生体防御因子とは免疫のことで、細菌感染に対する免疫応答の結果として炎症が惹起されますが、その免疫応答の発現の有様に個体間で多様性があり、また同一個体においても、年齢やおかれている環境により変化します。
このことが引き起される炎症の程度の個体差や、同一個体における症状の消長となって表れます。
また、口腔清掃を怠ったり、喫煙したり、バランスを欠いた食生活、ストレスの多い生活など、何らかの生活習慣に問題があるとバイオフィルムの除去が不十分となったり、免疫力に悪い影響を与えます。
その結果、歯周病の感受性に個人差が生まれます。

このように、歯周病は歯周病原細菌、生体防御因子(免疫)、環境因子(生活習慣)の諸因子が相互に依存して発症する多因子疾患といえます。

当院の歯周病治療

歯周病は局所因子、生体防御因子、環境因子などによる多因子疾患であるため、いったん積極治療で病状が安定しても、プラークコントロールの不徹底や咬合状態の変化、糖尿病などの全身疾患との関わり、加齢や生活習慣などの諸要因により、再発することがあり得ます。
従って、定期的なリコールで、患者による歯周組織の自己管理を歯科医師や歯科衛生士が補完するプロフェッショナルケアが重要で、これをSPT( サポーティブペリオドンタルセラピー:歯周病管理)と呼びます。
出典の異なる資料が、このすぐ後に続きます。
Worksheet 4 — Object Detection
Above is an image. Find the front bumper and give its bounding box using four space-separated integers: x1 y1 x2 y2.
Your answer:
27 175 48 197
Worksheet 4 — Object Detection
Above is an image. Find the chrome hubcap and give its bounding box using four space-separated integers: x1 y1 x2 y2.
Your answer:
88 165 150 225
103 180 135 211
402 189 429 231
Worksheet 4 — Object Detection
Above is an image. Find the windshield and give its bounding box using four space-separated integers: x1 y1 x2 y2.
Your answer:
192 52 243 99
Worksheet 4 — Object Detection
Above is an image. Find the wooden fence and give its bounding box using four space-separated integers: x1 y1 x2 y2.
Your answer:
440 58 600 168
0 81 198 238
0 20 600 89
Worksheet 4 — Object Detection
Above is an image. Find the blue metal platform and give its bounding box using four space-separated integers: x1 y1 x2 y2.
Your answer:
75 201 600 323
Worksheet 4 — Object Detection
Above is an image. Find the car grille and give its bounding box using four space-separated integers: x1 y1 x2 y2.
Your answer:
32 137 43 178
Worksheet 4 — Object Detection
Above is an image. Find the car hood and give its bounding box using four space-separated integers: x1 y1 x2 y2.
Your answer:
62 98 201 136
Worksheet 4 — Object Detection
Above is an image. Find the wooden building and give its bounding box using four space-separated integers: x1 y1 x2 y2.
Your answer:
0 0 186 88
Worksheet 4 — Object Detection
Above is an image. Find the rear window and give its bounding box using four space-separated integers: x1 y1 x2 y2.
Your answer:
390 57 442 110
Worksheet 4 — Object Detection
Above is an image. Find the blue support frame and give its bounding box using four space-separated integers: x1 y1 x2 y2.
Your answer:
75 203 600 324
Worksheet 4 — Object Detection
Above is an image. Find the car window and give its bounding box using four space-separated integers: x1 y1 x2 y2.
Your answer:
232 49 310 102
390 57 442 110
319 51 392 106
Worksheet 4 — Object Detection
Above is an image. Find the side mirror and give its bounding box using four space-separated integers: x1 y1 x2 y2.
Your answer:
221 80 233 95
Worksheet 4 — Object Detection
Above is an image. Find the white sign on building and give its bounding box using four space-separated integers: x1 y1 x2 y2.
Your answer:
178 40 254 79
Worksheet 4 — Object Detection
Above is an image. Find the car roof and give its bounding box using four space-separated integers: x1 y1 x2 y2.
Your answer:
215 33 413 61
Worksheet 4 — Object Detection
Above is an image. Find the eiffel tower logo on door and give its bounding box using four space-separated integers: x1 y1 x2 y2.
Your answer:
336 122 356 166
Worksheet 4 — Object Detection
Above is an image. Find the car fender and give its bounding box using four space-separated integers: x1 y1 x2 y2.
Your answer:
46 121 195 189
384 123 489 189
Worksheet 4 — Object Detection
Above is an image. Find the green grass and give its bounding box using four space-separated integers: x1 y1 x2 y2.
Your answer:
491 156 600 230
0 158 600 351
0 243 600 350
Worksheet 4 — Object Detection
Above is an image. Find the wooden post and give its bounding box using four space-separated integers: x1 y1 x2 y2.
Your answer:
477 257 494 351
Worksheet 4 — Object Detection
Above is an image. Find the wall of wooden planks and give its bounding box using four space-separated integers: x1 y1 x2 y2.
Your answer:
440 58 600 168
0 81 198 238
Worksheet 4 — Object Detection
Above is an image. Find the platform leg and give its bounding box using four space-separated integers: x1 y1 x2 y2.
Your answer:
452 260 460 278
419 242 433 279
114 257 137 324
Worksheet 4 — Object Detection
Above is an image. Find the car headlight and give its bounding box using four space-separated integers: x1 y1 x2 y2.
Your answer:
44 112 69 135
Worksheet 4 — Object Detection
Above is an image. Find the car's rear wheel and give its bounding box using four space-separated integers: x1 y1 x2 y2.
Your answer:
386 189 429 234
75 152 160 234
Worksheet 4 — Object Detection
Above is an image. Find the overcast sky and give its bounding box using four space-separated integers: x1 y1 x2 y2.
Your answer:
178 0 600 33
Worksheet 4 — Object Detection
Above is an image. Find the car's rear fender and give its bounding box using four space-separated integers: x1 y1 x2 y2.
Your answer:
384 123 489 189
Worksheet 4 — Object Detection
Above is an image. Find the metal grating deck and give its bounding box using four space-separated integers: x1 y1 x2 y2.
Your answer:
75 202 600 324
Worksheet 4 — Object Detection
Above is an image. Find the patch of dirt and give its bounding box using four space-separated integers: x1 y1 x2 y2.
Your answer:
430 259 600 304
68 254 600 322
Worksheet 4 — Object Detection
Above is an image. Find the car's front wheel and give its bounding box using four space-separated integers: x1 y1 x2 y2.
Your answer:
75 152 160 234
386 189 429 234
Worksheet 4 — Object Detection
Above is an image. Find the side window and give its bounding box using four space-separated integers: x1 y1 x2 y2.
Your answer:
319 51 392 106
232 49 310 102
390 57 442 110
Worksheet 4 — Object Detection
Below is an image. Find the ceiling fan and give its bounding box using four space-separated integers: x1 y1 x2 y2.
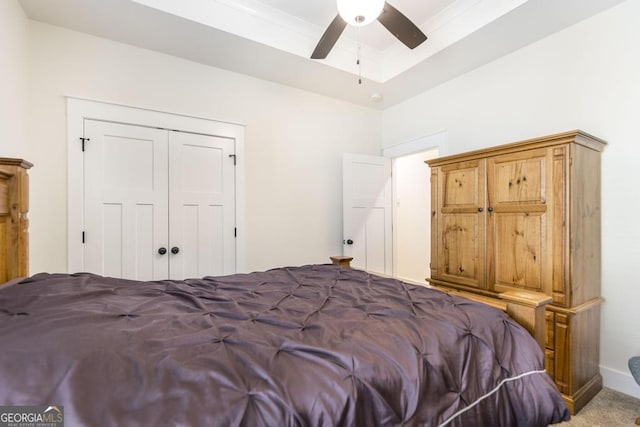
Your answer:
311 0 427 59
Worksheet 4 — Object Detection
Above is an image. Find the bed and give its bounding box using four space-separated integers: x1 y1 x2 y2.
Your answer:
0 264 568 426
0 159 569 426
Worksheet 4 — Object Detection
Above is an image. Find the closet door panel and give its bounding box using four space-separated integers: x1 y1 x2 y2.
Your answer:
487 148 553 294
83 120 168 280
169 132 235 279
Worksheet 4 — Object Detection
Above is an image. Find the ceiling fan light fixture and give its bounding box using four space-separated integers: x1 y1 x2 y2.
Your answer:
337 0 385 27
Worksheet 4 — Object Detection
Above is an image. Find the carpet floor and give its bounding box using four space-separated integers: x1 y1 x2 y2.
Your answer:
554 388 640 427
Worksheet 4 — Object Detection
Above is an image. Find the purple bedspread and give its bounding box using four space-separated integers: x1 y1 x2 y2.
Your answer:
0 265 569 426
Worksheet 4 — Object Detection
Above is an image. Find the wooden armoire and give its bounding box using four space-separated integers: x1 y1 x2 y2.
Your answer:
427 131 606 413
0 157 33 285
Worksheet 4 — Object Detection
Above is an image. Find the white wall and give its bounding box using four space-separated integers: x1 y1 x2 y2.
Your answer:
383 0 640 397
393 148 438 284
22 20 381 272
0 0 30 159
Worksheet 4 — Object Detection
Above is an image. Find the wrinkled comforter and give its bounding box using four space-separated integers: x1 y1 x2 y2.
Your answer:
0 265 569 426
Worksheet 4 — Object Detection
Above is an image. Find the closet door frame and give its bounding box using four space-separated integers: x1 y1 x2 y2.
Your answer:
67 97 246 273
当院では、病状が改善された状態を安定して維持していただくため、この歯周病管理を重要視しています。
定期的に来院していただき、歯周組織を検査し、スケーリングやPMTCなどを行います。
通常は2-3ヶ月ごとの来院で事足りますが、必要が認められれば部分的に積極治療を再度行うこともあります。

歯周病の治療法は?

歯周病の直接原因は、歯周ポケットに存在する歯周病原細菌で、プラークバイオフィルムを形成しています。
歯周病の治療の基本は、歯周病を発症させる“原因除去”であり、このプラークバイオフィルムを歯科医と歯科衛生士と患者が協力して、除去することです。
スケーリングやルートプレーニングと呼ばれる機械的に歯面を研磨する方法を用います。

また、歯周病の症状には、プラークバイオフィルム感染による歯周組織の炎症(歯周炎)の局面と、弱った歯周組織に咬合力が外傷性に作用して組織を破壊する(咬合性外傷)という面の二つの局面があります。
歯周病の進行が全顎的に均一に進行する例は少なく、特定の部位にのみ限局的に顕著に現れるのは、特定の歯のみに咬合性外傷が現れることも一因となっています。
したがって、先に述べた細菌感染の制御以外に、弱った歯周組織にかかる力をコントロールし、安定した咬合を保全することも歯周治療です。
このように、歯周病の治療においては、炎症の除去と咬合力のバランスの維持が重要です。